Troppe cose non tornano in questa vicenda, troppe. Le ferite non compatibili con una caduta suicida, secondo i nuovi autorevoli consulenti. La presenza di una chiavetta contenente il video di due persone che escono dal lavoro alle 20.01 ripresi da una diversa telecamera di videosorveglianza, chiavetta che viene inspiegabilmente occultata. Le lettere del manager alla moglie con espressioni mai utilizzate prima. Troppe cose sono avvolte da dubbi e da misteri. Ma c’è una certezza: il modo con il quale gli inquirenti senesi, tra cui Nastasi, hanno fatto le indagini è tecnicamente scandaloso. A questo va sommata l’arroganza dello stesso Nastasi, ben rappresentata dalle frasi del pm quando viene esaminato dai parlamentari membri della commissione d’inchiesta. Non solo lo scambio con il leghista Borghi già raccontato nel libro a pagina 57, ma anche le sibilline minacce al parlamentare grillino Migliorino che si domanda perché viva tutto come un attacco personale: «Lei alterato non mi ha visto e le auguro di non vedermi mai alterato». E ancora quando Migliorino domanda: «Modificare lo stato di qualcosa che è sotto sequestro è un reato oppure no?». E lui risponde: «Sì, onorevole, lo è». E Migliorino di rimando: «Perché lei non ha proceduto contro chi aveva fatto questa cosa?». E lui risponde: «Che vuole che le dica?».

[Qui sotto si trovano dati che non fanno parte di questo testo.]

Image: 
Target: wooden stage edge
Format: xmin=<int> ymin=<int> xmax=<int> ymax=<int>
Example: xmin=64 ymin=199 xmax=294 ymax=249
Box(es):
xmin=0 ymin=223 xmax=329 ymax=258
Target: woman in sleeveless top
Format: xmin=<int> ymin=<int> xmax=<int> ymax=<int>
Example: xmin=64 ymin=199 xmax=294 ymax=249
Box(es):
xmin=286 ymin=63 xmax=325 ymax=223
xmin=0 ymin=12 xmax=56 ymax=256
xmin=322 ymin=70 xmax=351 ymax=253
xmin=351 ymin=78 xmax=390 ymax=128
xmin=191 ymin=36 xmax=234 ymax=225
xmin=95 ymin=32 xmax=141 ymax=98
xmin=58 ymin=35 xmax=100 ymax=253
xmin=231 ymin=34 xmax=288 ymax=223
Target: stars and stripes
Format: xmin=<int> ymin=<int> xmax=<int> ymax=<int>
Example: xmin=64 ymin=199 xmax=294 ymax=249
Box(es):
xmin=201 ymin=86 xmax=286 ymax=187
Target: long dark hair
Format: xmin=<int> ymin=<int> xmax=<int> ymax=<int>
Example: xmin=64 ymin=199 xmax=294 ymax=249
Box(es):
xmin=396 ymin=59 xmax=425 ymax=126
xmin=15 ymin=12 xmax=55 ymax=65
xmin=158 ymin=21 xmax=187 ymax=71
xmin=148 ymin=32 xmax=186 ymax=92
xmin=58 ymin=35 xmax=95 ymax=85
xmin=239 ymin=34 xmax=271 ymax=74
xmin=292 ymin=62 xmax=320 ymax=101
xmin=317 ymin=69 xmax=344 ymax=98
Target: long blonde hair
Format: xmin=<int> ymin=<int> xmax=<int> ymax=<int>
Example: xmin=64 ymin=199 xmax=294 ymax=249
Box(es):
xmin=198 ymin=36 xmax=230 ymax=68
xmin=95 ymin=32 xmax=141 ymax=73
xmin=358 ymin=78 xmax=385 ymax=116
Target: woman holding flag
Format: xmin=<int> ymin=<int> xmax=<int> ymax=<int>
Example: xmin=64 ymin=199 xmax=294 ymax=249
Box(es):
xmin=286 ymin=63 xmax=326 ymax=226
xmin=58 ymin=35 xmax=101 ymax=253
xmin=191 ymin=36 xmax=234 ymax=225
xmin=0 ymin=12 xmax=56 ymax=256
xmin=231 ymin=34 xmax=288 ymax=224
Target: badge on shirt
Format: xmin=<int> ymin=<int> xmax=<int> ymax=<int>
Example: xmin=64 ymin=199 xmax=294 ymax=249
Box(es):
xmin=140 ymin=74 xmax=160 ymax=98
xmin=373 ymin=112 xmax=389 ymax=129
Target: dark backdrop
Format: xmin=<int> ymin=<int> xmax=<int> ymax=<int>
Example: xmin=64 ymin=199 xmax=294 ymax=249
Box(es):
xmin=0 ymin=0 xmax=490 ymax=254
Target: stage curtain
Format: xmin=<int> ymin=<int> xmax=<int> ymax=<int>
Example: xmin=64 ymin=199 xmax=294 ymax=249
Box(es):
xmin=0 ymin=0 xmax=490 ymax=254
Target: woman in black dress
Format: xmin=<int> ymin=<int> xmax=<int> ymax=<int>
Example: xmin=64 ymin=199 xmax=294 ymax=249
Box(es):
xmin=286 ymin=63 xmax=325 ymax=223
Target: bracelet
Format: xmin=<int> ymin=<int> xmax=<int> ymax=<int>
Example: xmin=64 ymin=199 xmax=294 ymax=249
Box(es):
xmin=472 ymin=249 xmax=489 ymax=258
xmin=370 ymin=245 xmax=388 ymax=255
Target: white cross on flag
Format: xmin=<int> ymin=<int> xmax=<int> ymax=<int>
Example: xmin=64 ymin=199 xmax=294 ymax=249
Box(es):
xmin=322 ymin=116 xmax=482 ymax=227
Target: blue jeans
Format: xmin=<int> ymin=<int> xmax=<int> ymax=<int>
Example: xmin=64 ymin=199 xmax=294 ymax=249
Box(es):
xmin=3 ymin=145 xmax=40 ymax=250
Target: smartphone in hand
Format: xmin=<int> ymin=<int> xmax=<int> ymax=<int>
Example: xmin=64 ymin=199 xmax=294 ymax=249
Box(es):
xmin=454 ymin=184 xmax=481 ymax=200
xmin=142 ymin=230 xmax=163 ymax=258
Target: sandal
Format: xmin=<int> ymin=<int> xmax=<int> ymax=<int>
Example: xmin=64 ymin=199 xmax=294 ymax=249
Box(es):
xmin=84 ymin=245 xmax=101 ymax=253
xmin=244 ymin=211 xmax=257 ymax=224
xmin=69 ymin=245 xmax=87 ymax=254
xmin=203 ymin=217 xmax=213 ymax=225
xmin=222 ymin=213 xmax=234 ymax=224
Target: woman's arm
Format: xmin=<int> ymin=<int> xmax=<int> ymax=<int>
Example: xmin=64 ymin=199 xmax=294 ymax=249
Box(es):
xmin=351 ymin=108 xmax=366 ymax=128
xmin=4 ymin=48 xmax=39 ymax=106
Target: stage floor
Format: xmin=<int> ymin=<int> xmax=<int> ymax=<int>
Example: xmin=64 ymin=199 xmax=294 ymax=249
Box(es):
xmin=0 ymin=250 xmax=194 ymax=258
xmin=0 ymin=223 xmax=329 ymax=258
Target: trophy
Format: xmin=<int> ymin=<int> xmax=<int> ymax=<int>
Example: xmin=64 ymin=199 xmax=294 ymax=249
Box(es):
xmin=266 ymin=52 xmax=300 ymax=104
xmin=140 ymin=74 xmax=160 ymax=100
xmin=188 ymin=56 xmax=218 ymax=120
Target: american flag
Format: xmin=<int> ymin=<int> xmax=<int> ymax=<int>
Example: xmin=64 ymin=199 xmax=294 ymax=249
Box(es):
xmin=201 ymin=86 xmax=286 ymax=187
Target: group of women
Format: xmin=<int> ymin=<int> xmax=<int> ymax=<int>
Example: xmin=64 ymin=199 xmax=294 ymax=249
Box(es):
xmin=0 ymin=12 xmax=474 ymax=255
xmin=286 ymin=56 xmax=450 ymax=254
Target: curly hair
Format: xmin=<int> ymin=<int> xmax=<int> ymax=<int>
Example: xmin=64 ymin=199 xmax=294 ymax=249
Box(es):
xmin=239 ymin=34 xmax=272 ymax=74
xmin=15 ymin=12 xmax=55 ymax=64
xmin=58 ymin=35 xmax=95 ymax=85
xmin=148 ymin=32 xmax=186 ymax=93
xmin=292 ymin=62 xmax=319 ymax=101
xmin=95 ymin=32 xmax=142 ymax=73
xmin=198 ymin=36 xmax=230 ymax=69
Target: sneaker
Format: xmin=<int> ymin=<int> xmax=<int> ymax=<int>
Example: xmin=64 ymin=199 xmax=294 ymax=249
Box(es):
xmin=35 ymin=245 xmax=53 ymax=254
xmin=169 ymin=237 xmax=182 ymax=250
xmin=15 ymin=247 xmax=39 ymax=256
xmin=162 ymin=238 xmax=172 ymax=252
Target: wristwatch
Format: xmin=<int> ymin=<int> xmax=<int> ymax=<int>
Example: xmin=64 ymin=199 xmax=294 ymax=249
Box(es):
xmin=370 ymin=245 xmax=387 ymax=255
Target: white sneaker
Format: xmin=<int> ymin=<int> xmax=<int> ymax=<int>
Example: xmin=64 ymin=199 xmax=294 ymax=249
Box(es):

E ancora la frase: «Io da pubblico ministero, grazie a Dio, per procedere per un’ipotesi di omicidio devo avere indizi. Non mi posso basare sul sospetto, perché il nostro sistema penale e costituzionale è informato ai principi di legalità, materialità, offensività e colpevolezza. Se noi non abbiamo tutto questo, noi non possiamo fare nulla. Se non ho indizio di un reato, io non posso iscrivere un procedimento per omicidio e fare le indagini, anzi, sarebbe singolare il contrario. Io non posso procedere perché ho il sospetto. Con il sospetto io non posso iscrivere un fascicolo, non posso fare niente. Il diritto penale del sospetto è un diritto penale proprio dei regimi totalitari».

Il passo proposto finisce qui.